Publisher: University Press of Kansas
ISBN: 0700624317
Category : Political Science
Languages : en
Pages : 280
Book Description
The United States’ health care system stands out for its strict division of policies dealing with public health and individual medicine. Seeking to explain how this division came to be, what alternative paths might have been taken, and how this shapes the contemporary landscape, Daniel Sledge offers nothing less than a reinterpretation of the making of modern American health policy in Health Divided. Where previous scholars have focused on failed attempts to adopt national health insurance, Sledge demonstrates that the development of health policy cannot be properly understood without considering the connections between public health policy and policies dealing with individual medicine. His work shows how the distinct politics of the formative years of health policy—and the presence of debilitating diseases in the American South—led to outcomes that have fundamentally shaped modern policies and disputes.
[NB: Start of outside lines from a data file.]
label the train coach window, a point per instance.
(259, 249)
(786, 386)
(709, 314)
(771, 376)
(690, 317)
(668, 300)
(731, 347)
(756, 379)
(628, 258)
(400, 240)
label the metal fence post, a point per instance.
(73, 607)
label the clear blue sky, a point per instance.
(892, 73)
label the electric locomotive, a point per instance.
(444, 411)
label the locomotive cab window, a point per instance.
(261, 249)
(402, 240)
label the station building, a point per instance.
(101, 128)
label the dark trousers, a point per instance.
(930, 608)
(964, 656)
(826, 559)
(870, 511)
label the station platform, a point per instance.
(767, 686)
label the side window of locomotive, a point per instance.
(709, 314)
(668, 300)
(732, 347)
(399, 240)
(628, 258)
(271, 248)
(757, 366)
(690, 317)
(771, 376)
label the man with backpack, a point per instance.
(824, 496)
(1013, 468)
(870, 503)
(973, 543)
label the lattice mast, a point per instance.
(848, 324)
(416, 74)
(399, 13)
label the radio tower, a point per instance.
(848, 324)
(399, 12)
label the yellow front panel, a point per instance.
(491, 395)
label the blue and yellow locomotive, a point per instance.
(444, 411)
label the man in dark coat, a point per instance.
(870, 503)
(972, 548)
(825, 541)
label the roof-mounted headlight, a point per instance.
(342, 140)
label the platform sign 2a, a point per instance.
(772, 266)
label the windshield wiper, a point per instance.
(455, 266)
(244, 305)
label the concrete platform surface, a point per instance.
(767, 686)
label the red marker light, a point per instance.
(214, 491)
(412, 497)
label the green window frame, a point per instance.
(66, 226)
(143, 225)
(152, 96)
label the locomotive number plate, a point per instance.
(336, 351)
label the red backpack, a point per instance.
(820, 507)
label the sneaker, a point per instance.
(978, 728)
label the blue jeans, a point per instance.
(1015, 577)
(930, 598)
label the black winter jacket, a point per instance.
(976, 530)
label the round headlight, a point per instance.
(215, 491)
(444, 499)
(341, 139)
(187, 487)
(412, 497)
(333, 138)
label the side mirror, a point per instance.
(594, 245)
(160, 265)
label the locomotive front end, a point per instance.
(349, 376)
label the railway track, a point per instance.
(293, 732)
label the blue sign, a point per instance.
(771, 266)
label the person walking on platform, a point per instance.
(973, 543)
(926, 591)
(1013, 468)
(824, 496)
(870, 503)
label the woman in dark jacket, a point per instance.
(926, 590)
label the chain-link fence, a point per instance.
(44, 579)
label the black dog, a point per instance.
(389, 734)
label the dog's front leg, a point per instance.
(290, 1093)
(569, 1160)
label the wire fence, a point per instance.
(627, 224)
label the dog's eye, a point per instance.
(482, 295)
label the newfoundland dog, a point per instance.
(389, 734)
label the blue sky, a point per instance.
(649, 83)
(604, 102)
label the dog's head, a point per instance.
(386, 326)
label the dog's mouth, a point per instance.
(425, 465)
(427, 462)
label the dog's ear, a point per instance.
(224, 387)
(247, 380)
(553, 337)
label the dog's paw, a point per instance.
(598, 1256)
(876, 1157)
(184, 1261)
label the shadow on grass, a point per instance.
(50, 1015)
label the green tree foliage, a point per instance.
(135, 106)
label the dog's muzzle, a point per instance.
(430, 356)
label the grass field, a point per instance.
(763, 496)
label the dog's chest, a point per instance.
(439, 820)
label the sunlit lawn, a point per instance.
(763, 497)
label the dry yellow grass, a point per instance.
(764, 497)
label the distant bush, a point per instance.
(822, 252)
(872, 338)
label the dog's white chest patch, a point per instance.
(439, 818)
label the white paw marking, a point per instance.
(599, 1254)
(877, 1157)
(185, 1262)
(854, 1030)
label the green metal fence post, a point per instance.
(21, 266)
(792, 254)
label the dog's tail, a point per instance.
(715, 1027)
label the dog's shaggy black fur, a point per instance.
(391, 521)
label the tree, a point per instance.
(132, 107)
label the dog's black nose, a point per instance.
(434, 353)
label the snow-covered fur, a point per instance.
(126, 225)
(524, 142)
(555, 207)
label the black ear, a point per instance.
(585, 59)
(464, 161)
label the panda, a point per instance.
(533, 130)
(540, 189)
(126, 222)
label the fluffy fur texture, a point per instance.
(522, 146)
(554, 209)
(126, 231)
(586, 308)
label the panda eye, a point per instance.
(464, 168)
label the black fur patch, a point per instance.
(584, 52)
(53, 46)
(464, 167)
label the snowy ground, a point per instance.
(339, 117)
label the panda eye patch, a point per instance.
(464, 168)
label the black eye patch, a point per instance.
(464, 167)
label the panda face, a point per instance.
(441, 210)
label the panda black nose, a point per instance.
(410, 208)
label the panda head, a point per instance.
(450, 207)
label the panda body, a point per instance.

Until the end of the nineteenth century, health care in the United States was seen as a local issue, with the sole exception being the government’s role in providing care to seamen and immigrants. Then, as Health Divided reveals, the health problems that plagued the American South in the early twentieth century, from malaria to hookworm and pellagra, along with the political power of the southern Democrats during the New Deal, fueled the emergence of national intervention in public health work. At the same time, divisions among policymakers, as well as the resistance of the American Medical Association, led to federal inaction in the realm of individual medical services—setting the stage for the growth of employer-sponsored health insurance. The vision of those who built the institutions that became the Centers for Disease Control and Prevention was, we see here, far more expansive and innovative than has previously been realized—and it came surprisingly close to succeeding. Exploring the history behind its failure, and tracing the inextricable links between public health and national health policy, this book provides a valuable new perspective on the origins of America’s disjointed health care system.